娘兩終於在大年二十九下午回到家裡,溫華芝早早地門口迎接,「誒喲,我的大外孫,夏安澈回家啦?」
蛋卷小腿蹬蹬,抱著媽媽不放,溫華芝跟在身後,日常提問逗小孩。
蛋卷多大了,蛋卷幾歲了,蛋卷叫什麼?一次不夠還得多問幾回。
「夏安澈。」溫華芝試效果,夏瀾笙抱著孩子顛了顛,「姥姥喊你,要說誒。」
「夏安澈。」
「誒。」
「你叫什麼名字啊?」
「夏安澈。」相當流暢的對話。
陌生的環境,蛋卷有些新奇,不過還是有些不安,所以緊緊地依偎在母親懷裡,誰都不讓抱。
夏瀾笙抱著蛋卷在房間裡走了幾圈,小崽子熟悉了也不害怕了,叼著奶嘴按按開關,看燈亮了又滅了,大眼睛裡都是笑意。
魚缸里養了夏銳澤專門托人買的錦鯉,蛋卷興奮地嗯嗯啊啊,小臉貼著玻璃,新奇地瞪著游來游去的魚兒們。
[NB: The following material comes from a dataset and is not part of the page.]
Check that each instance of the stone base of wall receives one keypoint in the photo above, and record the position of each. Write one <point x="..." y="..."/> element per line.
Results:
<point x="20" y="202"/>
「媽媽,抓。」蛋卷想要抓魚,溫華芝被逗笑,「蛋卷啊,不能抓魚,魚在水裡才能生活。」
蛋卷歪著腦袋認真地盯著魚缸,蹬蹬腿,小爪子朝著書房指了指,夏瀾笙又抱著他去書房。
「他還挺喜歡看書。」溫華芝陪在身後,愛憐地望著大外孫,夏瀾笙點點頭,「特別喜歡車啊,恐龍啊,我買了一套恐龍的玩具,節後就能到了。」
溫華芝的手機響了,耳尖的蛋卷聽見後隨著激昂的音樂擺手,夏瀾笙捏了捏粉嘟嘟的小臉,「誒喲,誒喲,蛋卷喜歡跳舞啊?」
「跳舞!」蛋卷興奮地揮起小手,溫華芝接著電話過來,「是蘇夏,你過來沒告訴她,她都到你那裡了。」
溫華芝講話筒湊到夏瀾笙耳邊,蛋卷眨眨烏溜溜的大眼睛,小耳朵也湊過去。
趁著夏瀾笙不備,他突然大喊一聲,「跳舞!」
蘇夏嚇了一跳,旋即笑出來,「蛋卷,想不想乾媽啊?」
蘇夏逗著問,小傢伙不給面子,搖搖頭,表示不想。
「行啊,你今年回家了,我就不騷擾你了。」蘇夏原本擔心閨蜜又是一個人,她特意過來陪她的,「赫連野還找我給你拜年送禮呢,我今年直接拒絕了,他想拜年自己來吧。」
赫連野想拜年的心或許確實是真的,但其中也少不了蔣經年的原因,蘇夏現在摸不透閨蜜的心思,說是和蔣經年離婚,之後兩人在一起的機會更多了,最近更是吻到一起。
作為一個好閨蜜,夏瀾笙不提,蘇夏不問。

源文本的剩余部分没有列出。